# Stacked Machine Learning

In [1]:
## IMPORTANT !

# In the first order need to set the number of CPU 
# for calculation before launching (depends on computer's number of cores)
n_jobs= 50

### Load libraries

In [2]:
#libraries
import pandas as pd
import numpy as np
import os
import sys
import shutil
import glob
import joblib
import warnings
from datetime import date, datetime

from sklearn.decomposition import PCA
from sklearn.impute import SimpleImputer
from sklearn.linear_model import ElasticNet
from sklearn.linear_model import LinearRegression
from sklearn.metrics import mean_absolute_error
from sklearn.metrics import mean_squared_error
from sklearn.metrics import r2_score
from sklearn.model_selection import GridSearchCV
from sklearn.model_selection import GroupKFold
from sklearn.model_selection import LeavePGroupsOut
from sklearn.model_selection import train_test_split
from sklearn.pipeline import Pipeline
from sklearn.preprocessing import LabelEncoder
from sklearn.preprocessing import StandardScaler
from sklearn.utils import resample

import matplotlib.pyplot as plt
import seaborn as sns

from scipy.stats import pearsonr
import scipy.stats as st

from nilearn import image as nli
from nilearn import plotting

from mne.viz import plot_connectivity_circle

### Load functions

In [3]:
def control_2(z, control, index):    #age+gender+race/ethn == 4
    #z should be a series
    #control is a feature table
    #index for indexing
    
    #shrink data to local train index
    y = z.reindex(index = index)
    X = control.reindex(index = index)

    #drop Nan in target and clean this subj from features
    y = y.dropna()
    X = X.loc[y.index,:]
    ind_y = np.array(y.index)
    
    #Centralize target by y_i-y_mean
    y= pd.DataFrame([i-y.mean() for i in y], index=y.index)    
    #y_real = y
    
    #reshaping data
    X = X.values
    y = y.values.reshape(-1, 1).ravel()
    
    #fill Nan in X
    X = SimpleImputer(strategy='mean').fit_transform(X)
    
    #Standartize X
    X = StandardScaler().fit_transform(X)
    
    #Fit to the training set
    y_pred = LinearRegression().fit(X, y).predict(X)
    
    y_res = y - y_pred
    
    return y_res, ind_y

In [4]:
def control_mov_feature(z, control, mov, index): #age+gender+race/ethn+each specific task movement == 5
    #z should be a table of features
    #mov should be a series with movements for a specific modality
    
    #shrink data to local train index
    z = z.reindex(index = index)
    control = control.reindex(index = index)
    mov = mov.reindex(index = index) 
    ind = z.index
    #concal control with mov
    cont = control
    cont['mov'] = mov
    
    #loop
    dct = {}
    col_name = z.columns
    for col in col_name:
        y = z[col]
        X = cont
        
        #Centralize target by y_i-y_mean
        y= pd.DataFrame([i-y.mean() for i in y], index=y.index) 
        
        #reshaping data
        X = X.values
        y = y.values.reshape(-1, 1).ravel()

        #fill Nan in X
        X = SimpleImputer(strategy='mean').fit_transform(X)

        #Standartize X
        X = StandardScaler().fit_transform(X)
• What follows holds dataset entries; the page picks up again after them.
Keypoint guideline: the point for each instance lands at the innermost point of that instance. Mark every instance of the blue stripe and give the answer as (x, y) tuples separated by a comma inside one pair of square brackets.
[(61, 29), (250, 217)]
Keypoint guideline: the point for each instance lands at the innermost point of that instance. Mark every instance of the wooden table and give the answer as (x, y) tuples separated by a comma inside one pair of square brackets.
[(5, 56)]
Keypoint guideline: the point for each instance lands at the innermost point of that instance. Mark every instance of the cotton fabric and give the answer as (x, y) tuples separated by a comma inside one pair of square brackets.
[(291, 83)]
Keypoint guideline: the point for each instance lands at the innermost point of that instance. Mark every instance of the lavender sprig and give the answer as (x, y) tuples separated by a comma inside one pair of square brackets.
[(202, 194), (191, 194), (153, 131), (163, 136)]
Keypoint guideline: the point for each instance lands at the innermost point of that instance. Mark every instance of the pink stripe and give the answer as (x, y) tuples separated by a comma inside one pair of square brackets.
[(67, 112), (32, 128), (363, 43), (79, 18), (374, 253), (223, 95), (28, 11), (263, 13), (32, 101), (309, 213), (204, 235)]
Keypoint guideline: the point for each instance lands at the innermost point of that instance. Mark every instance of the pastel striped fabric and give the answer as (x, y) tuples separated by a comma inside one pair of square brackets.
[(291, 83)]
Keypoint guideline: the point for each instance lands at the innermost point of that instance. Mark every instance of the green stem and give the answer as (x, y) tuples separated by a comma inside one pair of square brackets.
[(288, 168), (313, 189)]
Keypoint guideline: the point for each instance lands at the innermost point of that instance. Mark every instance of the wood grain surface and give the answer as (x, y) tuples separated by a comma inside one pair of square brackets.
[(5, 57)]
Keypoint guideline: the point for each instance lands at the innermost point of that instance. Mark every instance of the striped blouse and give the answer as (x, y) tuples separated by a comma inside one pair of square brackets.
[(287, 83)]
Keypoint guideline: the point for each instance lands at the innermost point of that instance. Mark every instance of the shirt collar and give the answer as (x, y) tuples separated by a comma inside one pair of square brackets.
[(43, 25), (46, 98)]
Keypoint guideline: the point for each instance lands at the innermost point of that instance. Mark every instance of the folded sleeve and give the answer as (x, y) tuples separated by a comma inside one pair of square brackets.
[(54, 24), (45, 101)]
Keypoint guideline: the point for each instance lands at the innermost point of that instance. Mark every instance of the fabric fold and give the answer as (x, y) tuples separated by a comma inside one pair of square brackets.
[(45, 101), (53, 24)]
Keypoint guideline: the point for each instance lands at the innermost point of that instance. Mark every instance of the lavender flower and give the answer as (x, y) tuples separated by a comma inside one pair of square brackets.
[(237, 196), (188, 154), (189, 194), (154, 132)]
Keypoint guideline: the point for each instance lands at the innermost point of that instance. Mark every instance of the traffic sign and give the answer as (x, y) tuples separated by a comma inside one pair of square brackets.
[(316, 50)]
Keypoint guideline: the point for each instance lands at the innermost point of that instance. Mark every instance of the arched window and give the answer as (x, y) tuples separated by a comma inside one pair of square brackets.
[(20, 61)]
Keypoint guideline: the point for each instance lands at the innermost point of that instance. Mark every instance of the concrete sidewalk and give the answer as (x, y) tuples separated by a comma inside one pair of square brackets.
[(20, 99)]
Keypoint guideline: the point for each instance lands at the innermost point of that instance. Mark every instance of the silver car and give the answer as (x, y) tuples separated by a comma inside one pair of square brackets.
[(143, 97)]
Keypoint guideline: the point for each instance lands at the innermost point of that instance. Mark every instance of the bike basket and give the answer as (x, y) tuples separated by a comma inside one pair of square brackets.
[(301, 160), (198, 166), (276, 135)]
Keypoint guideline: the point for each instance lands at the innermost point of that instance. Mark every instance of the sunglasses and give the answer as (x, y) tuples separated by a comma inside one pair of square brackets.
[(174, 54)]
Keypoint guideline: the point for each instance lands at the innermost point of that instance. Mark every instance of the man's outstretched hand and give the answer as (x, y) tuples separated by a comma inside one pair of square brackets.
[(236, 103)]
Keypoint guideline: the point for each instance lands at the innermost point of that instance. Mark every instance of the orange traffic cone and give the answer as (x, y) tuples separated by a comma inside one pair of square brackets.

        #Fit to the training set
        y_pred = LinearRegression().fit(X, y).predict(X)

        y_res = y - y_pred
        
        dct[col] = y_res
    
    df_t = pd.DataFrame(dct, index = ind)
    
    return df_t

### Path to the tables folder

In [7]:
path= '/media/DataD800/Alina/retest_set/MLtables/' 
path_s1200 = '/media/DataD800/Alina/main_set/MLtables/'

### Load tables

In [8]:
warnings.filterwarnings('ignore')
warnings.simplefilter('ignore')

#demography
demo_retest_test2 = pd.read_csv(path+'demographics_table_new.csv', index_col=0)

#targets table
targ_retest_test2 = pd.read_csv(path+'cognition_table.csv', index_col=0)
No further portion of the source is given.